"Der Tango ist ein trauriger Gedanke, den man tanzen kann..."


Unter diesem Motto ging es am Freitag, den 22. September um 20 Uhr in der Eltviller Vinothek, Rheingauer Straße 38 um den wohl umstrittendsten, weil unverblümt erotischen Gesellschaftstanz, der entstanden ist aus dem sozialen Brennpunkt "Buenes Aires" in der zweiten Hälfte des 19. Jahrhunderts.

An diesem Abend erwartete das Publikum eine faszinierende Zeitreise durch die Geschichte des Tango, erzählt vom bekannten TV-Moderator Nick Benjamin und musikalisch dargeboten von Deutschlands Topinterpreten des Akkordeons, dem Duo Arte di Musica - Annegret Cratz und Thomas Rohoska.

In der ersten Hälfte wurden traditionelle Tanztangos virtuos gespielt: Olé Guapa, La Cumparsita, sogar ein Tango von Isaac Albeniz sowie von Leroy Anderson waren dabei. Nick Benjamin erzählte zwischen den musikalischen Beiträgen, wie der Tango entstanden ist; er rezitierte Texte, gab ein Bild der Situation der Menschen in Buenos Aires, erzählte, wie der Tango um die ganze Welt ging.

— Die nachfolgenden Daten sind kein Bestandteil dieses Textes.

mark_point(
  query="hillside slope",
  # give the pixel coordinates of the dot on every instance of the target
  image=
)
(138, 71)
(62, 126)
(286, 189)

Die zweite Hälfte widmete sich Astor Piazzolla, dem genialen Begründer des Tango Nuevo, der den Tango erneuert hat durch die Einarbeitung von Jazz-Elementen und die Verwendung von ungewöhnlichen Instrumenten und Harmonien, wobei er sowohl Elemente der Klassik als auch der argentinischen Folklore integrierte und mit Einflüssen aus der Neuen Musik wie der Zwölftonmusik experimentierte.
Presseartikel aus dem Wiesbadener Kurier vom 27. Sept. 2006 "Trauriger Gedanke, den man tanzen kann" - Huldigung an den Tango in Vinothek
Wiesbadener Kurier, Presseartikel vom 28. Sept. 2006 "Tango mal, fröhlich mal melancholisch - 'Blaue Stunde des Tango' in der Eltviller Vinothek"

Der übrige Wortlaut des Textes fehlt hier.